Tomasz Sitek, który jest rzecznikiem prasowym policji w Wołominie zrelacjonował sytuację która miała miejsce kilka w sierpniu w Kobyłce.

Mieszkanka Kobyłki wracając późno do domu, już po godzinie dwudziestej trzeciej,zaobserwowała dziwną sytuację. Dwoje dorosłych ludzi w otoczeniu trójki dzieci zaczęło się głośno kłócić na ulicy. Po chwili kobieta zabrała dwójkę młodszych pociech i odeszła, zostawiając mężczyznę z około sześcioletnim chłopcem na ulicy. Chwilę później już było wiadomo, że mężczyzna jest pod wpływem alkoholu. Pomimo pomocy dziecka, dorosły potykał się, upadał, kilkakrotnie był zwlekany z drogi przez chłopca, żeby uniknąć uderzenia samochodu. Mieszkanka Kobyłki zmartwiona tą sytuacją pomogła chłopcu i odwiozła ich swoim samochodem do miejsca zamieszkania. Po chwili zastanowienia postanowiła jednak wezwać policję, by upewnić się, że dzieci są bezpieczne.

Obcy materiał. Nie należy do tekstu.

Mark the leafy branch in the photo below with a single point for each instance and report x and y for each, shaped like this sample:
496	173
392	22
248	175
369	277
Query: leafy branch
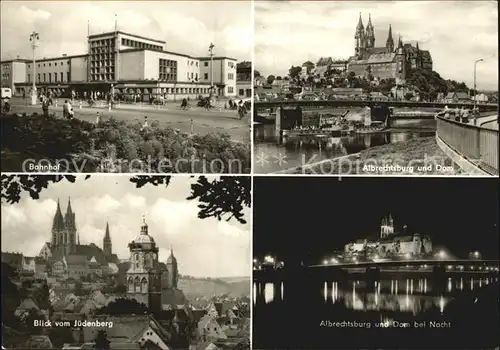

Policjanci zastali ogólny bałagan w mieszkaniu. Była tam trzydziestoczteroletnia kobieta, której podczas badania alkomat wykazał ponad dwa promile alkoholu. Poza nią był tam również zachowujący się agresywnie mężczyzna i trójka dzieci w wieku: dwunastu, sześciu lat i dwunastu miesięcy. Pomimo niespokojnego zachowania mężczyzny, policjantom udało się zbadać go alkomatem, który wykazał około dwóch i pół promila. Kobieta zaczęła się mętnie tłumaczyć, że z racji tego, że jest sobota wolno jej pić alkohol na grillu z przyjaciółmi. Odgrażało się również, że zna swoje prawa i nikt jej nie może nic zrobić. Policjanci zatrzymali nieodpowiedzialną parę, którą przewieziono na Izbę Wytrzeźwień i skierowano dzieci pod opiekę najbliższej rodziny, w tym przypadku babci. Sąd rodzinny przyjrzy się temu przypadkowi i postanowi jakie konsekwencje wyciągnie w stosunku do rodziców i co stanie się z dziećmi.

Niefrasobliwy ojciec, który był eskortowany przez syna, usłyszał zarzuty narażenia małoletniego syna na doznanie ciężkiego uszczerbku na zdrowiu i bezpośredniego niebezpieczeństwa utraty życia. Prokuratura zastosowała nad mężczyzną dozór policyjny. Wstępny wymiar kary, który może otrzymać mężczyzna, to od trzech miesięcy do pięciu lat.